En una movida que huele a campaña electoral, la Presidenta Claudia Sheinbaum Pardo llegó a Tlaxcala para supervisar el Polo de Desarrollo Económico para el Bienestar (PODECOBI), porque claro, nada dice «bienestar» como una inversión millonaria en empresas, ¿verdad?
Con una sonrisa forzada y un discurso bien ensayado, Sheinbaum se paseó por el complejo industrial en Huamantla, aplaudida por siete empresas ávidas de hacer negocios en México. Por supuesto, no podía faltar la presencia de Lorena Cuéllar, la gobernadora de Tlaxcala, en este show de inversión millonaria que promete generar miles de empleos.
El proyecto, que ya se alza con una inversión de 540 millones de dólares (mdd), ha sido presentado como la salvación económica del país. ¡Como si no supiéramos que estos millonarios negocios rara vez se traducen en beneficios para la gente de a pie!

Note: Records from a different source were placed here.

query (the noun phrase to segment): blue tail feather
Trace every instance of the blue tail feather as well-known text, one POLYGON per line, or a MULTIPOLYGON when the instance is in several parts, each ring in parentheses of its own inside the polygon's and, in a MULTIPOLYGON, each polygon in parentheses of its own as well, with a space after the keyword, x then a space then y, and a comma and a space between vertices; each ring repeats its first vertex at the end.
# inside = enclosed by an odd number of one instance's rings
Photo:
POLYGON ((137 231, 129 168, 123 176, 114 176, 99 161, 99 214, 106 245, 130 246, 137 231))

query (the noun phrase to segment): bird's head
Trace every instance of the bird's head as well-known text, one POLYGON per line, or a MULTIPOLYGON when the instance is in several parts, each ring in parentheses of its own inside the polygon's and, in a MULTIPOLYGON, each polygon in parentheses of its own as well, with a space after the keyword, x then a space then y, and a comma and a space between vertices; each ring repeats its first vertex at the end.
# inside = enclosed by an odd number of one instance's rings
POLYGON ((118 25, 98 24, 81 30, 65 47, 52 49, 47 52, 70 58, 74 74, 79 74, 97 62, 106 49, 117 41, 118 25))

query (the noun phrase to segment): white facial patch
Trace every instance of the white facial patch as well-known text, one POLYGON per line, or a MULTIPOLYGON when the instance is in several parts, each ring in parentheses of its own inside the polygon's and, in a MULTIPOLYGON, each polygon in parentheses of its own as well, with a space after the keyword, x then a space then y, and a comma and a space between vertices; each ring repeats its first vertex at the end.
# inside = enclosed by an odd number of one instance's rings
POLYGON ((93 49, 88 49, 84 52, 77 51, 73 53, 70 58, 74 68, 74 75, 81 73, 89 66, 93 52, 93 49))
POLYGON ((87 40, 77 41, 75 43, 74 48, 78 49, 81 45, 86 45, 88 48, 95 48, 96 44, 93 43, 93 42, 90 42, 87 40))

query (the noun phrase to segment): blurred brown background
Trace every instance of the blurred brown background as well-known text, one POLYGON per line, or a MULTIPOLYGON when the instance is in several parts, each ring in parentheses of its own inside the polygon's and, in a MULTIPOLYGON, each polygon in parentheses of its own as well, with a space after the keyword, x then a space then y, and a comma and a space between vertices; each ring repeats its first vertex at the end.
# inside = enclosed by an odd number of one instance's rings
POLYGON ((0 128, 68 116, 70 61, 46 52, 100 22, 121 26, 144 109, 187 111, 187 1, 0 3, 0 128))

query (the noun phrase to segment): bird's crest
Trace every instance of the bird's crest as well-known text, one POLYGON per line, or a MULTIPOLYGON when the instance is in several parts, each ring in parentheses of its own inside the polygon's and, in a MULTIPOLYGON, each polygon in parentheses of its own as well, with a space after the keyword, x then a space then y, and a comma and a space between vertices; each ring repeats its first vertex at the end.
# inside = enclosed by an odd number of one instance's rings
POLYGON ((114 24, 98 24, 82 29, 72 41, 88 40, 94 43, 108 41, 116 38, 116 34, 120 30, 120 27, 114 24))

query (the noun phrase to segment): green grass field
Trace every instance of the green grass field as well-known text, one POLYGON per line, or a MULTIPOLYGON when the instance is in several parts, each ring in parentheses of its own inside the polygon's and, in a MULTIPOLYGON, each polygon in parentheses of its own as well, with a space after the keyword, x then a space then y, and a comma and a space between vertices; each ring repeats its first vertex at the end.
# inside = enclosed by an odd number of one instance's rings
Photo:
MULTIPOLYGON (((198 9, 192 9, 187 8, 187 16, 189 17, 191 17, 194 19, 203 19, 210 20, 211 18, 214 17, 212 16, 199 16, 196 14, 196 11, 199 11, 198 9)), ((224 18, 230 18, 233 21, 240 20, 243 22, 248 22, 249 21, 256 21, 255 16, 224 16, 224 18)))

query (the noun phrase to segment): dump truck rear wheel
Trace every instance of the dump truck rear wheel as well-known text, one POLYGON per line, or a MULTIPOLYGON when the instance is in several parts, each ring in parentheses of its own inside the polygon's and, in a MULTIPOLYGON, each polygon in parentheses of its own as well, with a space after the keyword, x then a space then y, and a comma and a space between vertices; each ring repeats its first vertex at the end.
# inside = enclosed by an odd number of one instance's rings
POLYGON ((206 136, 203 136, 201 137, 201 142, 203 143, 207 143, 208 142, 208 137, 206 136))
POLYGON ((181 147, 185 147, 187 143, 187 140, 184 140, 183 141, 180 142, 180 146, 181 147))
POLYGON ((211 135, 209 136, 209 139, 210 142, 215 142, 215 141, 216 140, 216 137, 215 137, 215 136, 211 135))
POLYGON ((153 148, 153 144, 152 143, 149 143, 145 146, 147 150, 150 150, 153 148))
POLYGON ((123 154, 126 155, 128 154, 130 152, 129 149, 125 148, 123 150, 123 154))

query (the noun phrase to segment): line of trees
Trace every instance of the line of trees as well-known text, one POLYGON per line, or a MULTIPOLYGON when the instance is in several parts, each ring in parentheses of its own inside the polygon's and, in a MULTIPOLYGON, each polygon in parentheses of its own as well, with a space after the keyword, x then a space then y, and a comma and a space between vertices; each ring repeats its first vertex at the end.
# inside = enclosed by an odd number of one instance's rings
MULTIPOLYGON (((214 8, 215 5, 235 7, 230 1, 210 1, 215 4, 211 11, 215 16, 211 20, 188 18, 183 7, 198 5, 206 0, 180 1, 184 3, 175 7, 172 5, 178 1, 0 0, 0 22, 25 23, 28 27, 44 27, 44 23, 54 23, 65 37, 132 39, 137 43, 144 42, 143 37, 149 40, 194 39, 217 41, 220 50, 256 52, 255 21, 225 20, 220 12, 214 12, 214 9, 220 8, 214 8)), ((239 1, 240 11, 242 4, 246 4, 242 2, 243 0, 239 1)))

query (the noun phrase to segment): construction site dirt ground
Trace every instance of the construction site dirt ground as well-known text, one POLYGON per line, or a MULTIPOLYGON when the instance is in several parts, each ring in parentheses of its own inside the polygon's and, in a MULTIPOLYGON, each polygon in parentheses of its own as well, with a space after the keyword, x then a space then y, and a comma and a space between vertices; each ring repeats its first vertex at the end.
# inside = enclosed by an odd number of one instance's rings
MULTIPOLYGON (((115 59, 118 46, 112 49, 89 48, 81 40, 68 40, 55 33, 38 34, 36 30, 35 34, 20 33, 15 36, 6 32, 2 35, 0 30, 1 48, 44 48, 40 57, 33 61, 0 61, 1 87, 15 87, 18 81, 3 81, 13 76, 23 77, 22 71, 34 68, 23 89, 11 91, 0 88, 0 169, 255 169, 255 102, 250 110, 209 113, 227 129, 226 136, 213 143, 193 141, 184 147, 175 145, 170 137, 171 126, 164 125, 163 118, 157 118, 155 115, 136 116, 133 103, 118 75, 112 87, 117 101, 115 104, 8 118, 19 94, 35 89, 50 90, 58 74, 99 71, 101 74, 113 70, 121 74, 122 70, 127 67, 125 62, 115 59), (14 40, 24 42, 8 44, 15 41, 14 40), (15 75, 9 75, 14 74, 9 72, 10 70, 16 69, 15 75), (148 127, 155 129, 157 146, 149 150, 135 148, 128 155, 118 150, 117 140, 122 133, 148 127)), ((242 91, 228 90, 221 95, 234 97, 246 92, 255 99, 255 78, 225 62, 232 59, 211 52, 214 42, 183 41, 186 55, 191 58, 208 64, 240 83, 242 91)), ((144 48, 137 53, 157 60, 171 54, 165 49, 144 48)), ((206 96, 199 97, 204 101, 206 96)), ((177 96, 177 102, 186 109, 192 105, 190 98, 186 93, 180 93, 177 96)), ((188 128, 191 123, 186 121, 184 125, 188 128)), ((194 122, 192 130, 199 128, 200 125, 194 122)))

Pero qué importa, mientras haya fotos y titulares positivos, ¿no?
En esta visita que casi parece una telenovela de política mexicana, Sheinbaum y sus secuaces desfilaron por el lugar, acompañados por los típicos funcionarios que solo aparecen para la foto. Un desfile de hipocresía y derroche de recursos para vender una imagen de progreso que, en realidad, solo beneficia a unos cuantos de siempre.
¿Llegarán los supuestos 6 mil empleos prometidos? ¿O todo quedará en una farsa publicitaria más? Porque a ver, quién se chupa el dedo en esta tierra de promesas incumplidas y corrupción institucionalizada. Pero bueno, sigamos aplaudiendo a los políticos que solo vienen a tomarse fotos y hacerse los salvadores de la patria. Mientras tanto, el pueblo que se joda, ¿no? ¡Viva México, cabrones!